La insensatez de este pensamiento se pone de manifiesto especialmente en el contexto del islam y los musulmanes, que en este nuevo paradigma son vistos como occidentales embrionarios. Diga lo que diga un musulmán –llamamientos a la yihad, odio a los infieles– seguro que en el fondo valora el "laicismo" y aprecia la necesidad de practicar el islam en privado, respetar la libertad religiosa, la igualdad de género, etcétera. Así que está hecho "a nuestra imagen", excepto, claro está, que olvidamos las raíces de "nuestra imagen".


En realidad, el musulmán tiene su propia visión del mundo, única y antigua, y un conjunto de principios –su propia cultura– que, a su vez, impulsan un comportamiento que se considera "radical" según los criterios occidentales (que se suponen falsamente  como normas "universales").


Como escribió T. S. Eliot, que había reflexionado mucho sobre estas cuestiones: "En última instancia, las religiones antagónicas deben significar culturas antagónicas; y en última instancia, las religiones no pueden reconciliarse".


Describir como "universal" lo que en el fondo es un paradigma cristiano, y aplicarlo después a una cultura ajena como el islam, está condenado al fracaso. La idea de que los musulmanes pueden ser fieles a su religión y, aun así, encajar de forma natural en la sociedad occidental es falsa y se basa en una premisa igualmente falsa: que el cristianismo de alguna manera también tuvo que moderarse para encajar en una sociedad secular. El hecho es que los principios cristianos, tan ajenos al islam, fueron fundamentales para la creación de Occidente.


¿Qué hay entonces del "multiculturalismo", esa palabra que se supone que Occidente celebra y abraza de todo corazón?

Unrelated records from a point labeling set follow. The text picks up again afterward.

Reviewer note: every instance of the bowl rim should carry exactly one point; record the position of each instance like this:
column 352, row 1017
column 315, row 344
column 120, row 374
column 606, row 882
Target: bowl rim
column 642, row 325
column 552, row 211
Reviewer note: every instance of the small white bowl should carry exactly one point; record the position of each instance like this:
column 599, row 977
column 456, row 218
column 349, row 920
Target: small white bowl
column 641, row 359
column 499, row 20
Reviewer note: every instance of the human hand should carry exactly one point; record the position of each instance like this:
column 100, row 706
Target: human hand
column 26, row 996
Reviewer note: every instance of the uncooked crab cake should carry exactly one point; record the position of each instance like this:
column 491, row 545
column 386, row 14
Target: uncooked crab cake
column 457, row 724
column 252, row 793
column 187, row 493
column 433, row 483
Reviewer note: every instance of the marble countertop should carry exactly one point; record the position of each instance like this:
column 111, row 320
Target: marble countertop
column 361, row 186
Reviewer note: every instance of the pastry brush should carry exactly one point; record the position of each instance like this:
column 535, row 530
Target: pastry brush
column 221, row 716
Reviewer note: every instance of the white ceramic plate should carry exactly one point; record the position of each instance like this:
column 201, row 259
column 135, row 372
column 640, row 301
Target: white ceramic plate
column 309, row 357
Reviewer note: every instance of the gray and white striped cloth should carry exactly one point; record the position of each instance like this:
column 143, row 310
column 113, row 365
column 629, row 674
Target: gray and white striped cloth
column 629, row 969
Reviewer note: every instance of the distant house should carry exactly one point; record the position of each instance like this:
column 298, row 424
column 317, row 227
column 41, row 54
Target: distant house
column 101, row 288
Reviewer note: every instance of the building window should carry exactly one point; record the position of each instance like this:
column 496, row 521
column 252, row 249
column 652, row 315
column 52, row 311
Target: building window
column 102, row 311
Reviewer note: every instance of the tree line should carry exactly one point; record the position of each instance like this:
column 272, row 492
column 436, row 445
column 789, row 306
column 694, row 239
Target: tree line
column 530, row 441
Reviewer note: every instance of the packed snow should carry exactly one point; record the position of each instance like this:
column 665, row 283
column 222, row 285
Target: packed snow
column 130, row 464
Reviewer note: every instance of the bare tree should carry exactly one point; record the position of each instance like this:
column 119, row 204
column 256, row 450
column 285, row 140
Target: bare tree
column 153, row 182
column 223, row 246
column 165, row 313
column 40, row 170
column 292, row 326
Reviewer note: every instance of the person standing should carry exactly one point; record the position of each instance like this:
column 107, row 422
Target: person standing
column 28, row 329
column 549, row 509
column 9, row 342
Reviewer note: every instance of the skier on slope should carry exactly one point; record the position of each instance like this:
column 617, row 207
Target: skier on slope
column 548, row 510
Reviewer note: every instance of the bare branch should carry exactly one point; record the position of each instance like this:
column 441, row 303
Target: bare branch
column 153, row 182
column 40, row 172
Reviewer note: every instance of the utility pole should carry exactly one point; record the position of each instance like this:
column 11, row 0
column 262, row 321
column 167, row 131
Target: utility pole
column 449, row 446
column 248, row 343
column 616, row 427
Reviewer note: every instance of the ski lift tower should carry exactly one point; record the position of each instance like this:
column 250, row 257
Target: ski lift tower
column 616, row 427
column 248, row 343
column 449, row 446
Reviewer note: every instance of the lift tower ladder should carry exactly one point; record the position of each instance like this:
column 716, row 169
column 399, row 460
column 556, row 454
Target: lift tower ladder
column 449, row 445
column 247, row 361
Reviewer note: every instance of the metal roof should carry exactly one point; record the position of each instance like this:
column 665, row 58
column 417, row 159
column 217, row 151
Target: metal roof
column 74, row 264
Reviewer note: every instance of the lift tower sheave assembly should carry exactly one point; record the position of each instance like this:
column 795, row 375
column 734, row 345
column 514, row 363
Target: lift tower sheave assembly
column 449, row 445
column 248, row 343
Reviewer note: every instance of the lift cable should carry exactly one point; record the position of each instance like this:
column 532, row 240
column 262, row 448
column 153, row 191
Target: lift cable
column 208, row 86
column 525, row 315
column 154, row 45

Detrás de ella está la idea de que todas las culturas son iguales, y ninguna –ciertamente no la cultura cristiana u occidental– "es superior a las demás", por citar a Francisco.  En realidad, el multiculturalismo es otra forma eufemística de socavar y sustituir las verdades de una religión y su cultura por el relativismo.


Los pueblos occidentales del pasado comprendieron que capitular ante una cultura extranjera equivalía al suicidio. De nuevo, Eliot:


"Es inevitable que, cuando defendemos nuestra religión, estemos defendiendo al mismo tiempo nuestra cultura, y viceversa: estamos obedeciendo al instinto fundamental de preservar nuestra existencia".


Una anécdota capta bien este "choque de culturas". Después de que las potencias coloniales británicas prohibieran el sati –la práctica hindú de quemar viva a la viuda en la pira funeraria de su marido–, los sacerdotes hindúes se quejaron al gobernador británico Charles James Napier de que el sati era su costumbre y, por tanto, era lo correcto, a lo que el gobernador contestó:


"Que así sea. Esta quema de viudas es vuestra costumbre; preparad la pira funeraria. Pero mi nación también tiene una costumbre. Cuando los hombres queman vivas a las mujeres, los ahorcamos y confiscamos todos sus bienes. Por tanto, mis carpinteros levantarán horcas en las que colgarán a todos los implicados cuando la viuda se consuma. Actuemos todos conforme a las costumbres nacionales."


Por cierto, oponerse al "multiculturalismo" –es decir, al relativismo– no equivale en absoluto a oponerse a otras razas o etnias, sino a oponerse a la desunión y al caos.


Al fin y al cabo, las naciones racialmente homogéneas pero culturalmente heterogéneas están mucho más fracturadas que a la inversa. No hay más que mirar a Estados Unidos, donde los blancos "de izquierdas" y "de derechas" a menudo se aborrecen unos a otros. O miremos a Oriente Próximo, donde musulmanes y cristianos son en gran medida homogéneos –racial, étnica y lingüísticamente–, pero donde los primeros persiguen sin piedad a los segundos, exclusivamente por motivos religiosos.


En fin, no hay nada malo en que los ciudadanos de una nación procedan de diferentes razas y etnias, pero solo a condición de que compartan la misma visión del mundo, las mismas prioridades, la misma ética, el mismo sentido del bien y del mal; en una palabra, la misma cultura.